君がすべてを忘れても、この恋だけは消えないように
 いまだに顔色が悪いのが、気になったけれど。

 そんな樹くんに向かって悟くんはため息をつくと、私の方を向いてこう言った。


「栞ちゃん、樹をここまで連れてきてくれてありがとう」

「えっ? いや、連れてきたっていうか、私は一緒にここまで来ただけで……」


 樹くんが座り込んでしまった時は、心配で送るなんて言ったけど、あの後彼は思ったよりも元気そうだったので、送るというよりはただついていくみたいな感じになってしまった。


「いや、助かったよ。
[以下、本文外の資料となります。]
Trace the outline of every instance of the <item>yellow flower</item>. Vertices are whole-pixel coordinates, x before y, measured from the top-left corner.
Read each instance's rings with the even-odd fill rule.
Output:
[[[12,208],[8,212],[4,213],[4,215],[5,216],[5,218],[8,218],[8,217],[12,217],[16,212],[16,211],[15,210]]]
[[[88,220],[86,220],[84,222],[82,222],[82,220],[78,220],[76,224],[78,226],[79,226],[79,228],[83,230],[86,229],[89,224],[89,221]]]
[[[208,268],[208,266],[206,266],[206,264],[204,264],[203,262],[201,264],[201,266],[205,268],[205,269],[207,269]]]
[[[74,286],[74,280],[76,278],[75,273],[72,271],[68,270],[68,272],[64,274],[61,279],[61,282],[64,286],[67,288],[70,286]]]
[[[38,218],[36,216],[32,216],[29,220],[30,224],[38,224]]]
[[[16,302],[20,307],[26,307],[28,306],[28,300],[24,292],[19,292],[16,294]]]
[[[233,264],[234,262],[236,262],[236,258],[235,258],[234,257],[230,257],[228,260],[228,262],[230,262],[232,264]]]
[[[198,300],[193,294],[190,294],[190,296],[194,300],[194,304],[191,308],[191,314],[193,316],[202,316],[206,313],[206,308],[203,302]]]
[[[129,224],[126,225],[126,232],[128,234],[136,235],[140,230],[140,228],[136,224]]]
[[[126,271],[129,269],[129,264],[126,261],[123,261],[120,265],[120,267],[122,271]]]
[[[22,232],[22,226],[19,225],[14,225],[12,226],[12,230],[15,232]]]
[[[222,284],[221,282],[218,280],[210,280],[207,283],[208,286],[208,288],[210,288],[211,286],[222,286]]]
本当にありがとね」


 やたらと真剣な顔で悟くんが言う。

 助かった?

 なんで家の前まで一緒についてきただけで、そこまで言うのだろう?

 何か事情があるのかな……?

 そう思った私だったけれど。

 樹くんの家の玄関の扉が開いて、中から女性がひとり出てきた。

 四十代前半くらいだろうか。長い髪をきれいに巻いた、きれいな人だった。

 目元がどことなく樹くんに似ている気がする。

 樹くんのお母さんかな……?

 彼女はきょとんとした面持で私たち三人を見ている。